1. Opening Problem Statement
Meet Sarah, a product manager at a growing tech company. Every month, Sarah needs to gather detailed API documentation from dozens of third-party services her team integrates with. Manually searching for accurate API docs, extracting endpoint details, and compiling them into structured formats wastes her at least 10 hours monthly. Mistakes and outdated data lead to integration delays costing the company time and money. She needs a precise, reliable automation that can find, scrape, and analyze up-to-date API documentation automatically to save time and improve productivity.
2. What This Automation Does
This unique n8n workflow tackles Sarah’s challenge by automating the entire process of researching, extracting, and generating API schema data. When triggered, it:
- Fetches a list of services pending research from Google Sheets and uses a Google search API to find relevant API documentation pages.
- Scrapes web pages of documentation to cleanly extract textual content relevant to APIs, filtering out non-essential media and scripts.
- Employs Google Gemini and LangChain AI models to classify documents for API schema presence and extract REST API endpoint details.
- Stores document content and API endpoints as vector embeddings in Qdrant for efficient querying and future reference.
- Compiles extracted API operations into a custom JSON schema grouped by resource and uploads this schema file to Google Drive.
- Logs progress and results through status updates directly in Google Sheets, enabling easy tracking and management.

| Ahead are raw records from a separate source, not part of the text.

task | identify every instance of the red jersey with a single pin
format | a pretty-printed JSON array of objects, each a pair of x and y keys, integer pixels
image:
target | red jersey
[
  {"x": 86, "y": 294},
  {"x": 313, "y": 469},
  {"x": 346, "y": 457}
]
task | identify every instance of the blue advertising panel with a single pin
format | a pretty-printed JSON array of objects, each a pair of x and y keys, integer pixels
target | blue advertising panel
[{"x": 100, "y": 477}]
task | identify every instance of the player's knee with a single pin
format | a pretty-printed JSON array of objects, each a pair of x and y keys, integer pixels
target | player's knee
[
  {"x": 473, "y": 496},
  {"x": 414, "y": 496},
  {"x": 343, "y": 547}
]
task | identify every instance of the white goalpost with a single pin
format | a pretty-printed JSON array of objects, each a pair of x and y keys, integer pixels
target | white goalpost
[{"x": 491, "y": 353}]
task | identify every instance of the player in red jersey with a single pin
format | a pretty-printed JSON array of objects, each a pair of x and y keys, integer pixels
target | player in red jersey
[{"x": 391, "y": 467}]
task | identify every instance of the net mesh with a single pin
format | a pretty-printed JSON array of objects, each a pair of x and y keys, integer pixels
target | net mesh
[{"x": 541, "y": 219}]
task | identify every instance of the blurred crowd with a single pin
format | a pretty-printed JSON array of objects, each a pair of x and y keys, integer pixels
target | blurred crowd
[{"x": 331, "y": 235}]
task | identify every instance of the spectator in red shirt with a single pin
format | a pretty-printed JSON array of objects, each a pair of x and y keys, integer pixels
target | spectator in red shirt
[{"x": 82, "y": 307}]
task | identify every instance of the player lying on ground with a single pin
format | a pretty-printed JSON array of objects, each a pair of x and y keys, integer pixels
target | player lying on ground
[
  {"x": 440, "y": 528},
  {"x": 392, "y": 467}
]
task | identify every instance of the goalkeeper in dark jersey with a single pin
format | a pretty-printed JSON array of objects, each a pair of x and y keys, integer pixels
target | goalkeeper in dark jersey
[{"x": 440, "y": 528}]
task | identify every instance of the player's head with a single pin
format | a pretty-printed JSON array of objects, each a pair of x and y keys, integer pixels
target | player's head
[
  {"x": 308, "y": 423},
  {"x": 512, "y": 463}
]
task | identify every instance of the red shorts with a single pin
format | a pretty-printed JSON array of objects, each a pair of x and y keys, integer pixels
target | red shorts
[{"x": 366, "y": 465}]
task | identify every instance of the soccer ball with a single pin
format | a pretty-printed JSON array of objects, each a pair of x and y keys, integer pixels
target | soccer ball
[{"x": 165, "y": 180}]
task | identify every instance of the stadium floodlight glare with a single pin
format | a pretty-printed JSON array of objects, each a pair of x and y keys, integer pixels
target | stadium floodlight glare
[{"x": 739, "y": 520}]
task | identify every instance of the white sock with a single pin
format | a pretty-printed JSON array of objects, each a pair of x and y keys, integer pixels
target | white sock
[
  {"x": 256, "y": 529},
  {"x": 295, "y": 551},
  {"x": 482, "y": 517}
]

Thanks to this workflow, Sarah saves over 10 hours per month, reduces human error, and keeps an up-to-date centralized API schema repository.
3. Prerequisites ⚙️
- n8n account (Cloud or self-hosted) 🔌
- Google Sheets account 📊 (for input and output of data)
- Google Drive account 📁 (to store resulting JSON schema files)
- Qdrant Vector Store account 🔑 (for embedding storage and retrieval)
- Apify APIs (HTTP Request node config) 🕸️ (for Google Search and Web Scraping)
- Google Gemini AI integration (LangChain nodes) 🤖
4. Step-by-Step Guide
Step 1: Trigger the Workflow Manually
Navigate to your n8n instance, open this workflow, and click Execute Workflow or use the Manual Trigger node named “When clicking ‘Test workflow’”. This initiates the process for services listed in your Google Sheet.
Expected Outcome: The workflow retrieves pending service entries for research.
Common Mistake: Forgetting to link Google Sheets credentials properly causing data fetch failure.
Step 2: Fetch and Filter Services to Research (Google Sheets nodes: Get All Research)
This step reads from your input Google Sheet, filtering services that have yet to undergo research. It helps queue the next stages.
Step 3: Perform Web Search for API Schema (HTTP Request node: Web Search For API Schema)
The workflow sends a POST request to Apify’s fast-google-search-results-scraper act, querying Google for API documentation specifically related to each service URL and name, restricting results to relevant pages only.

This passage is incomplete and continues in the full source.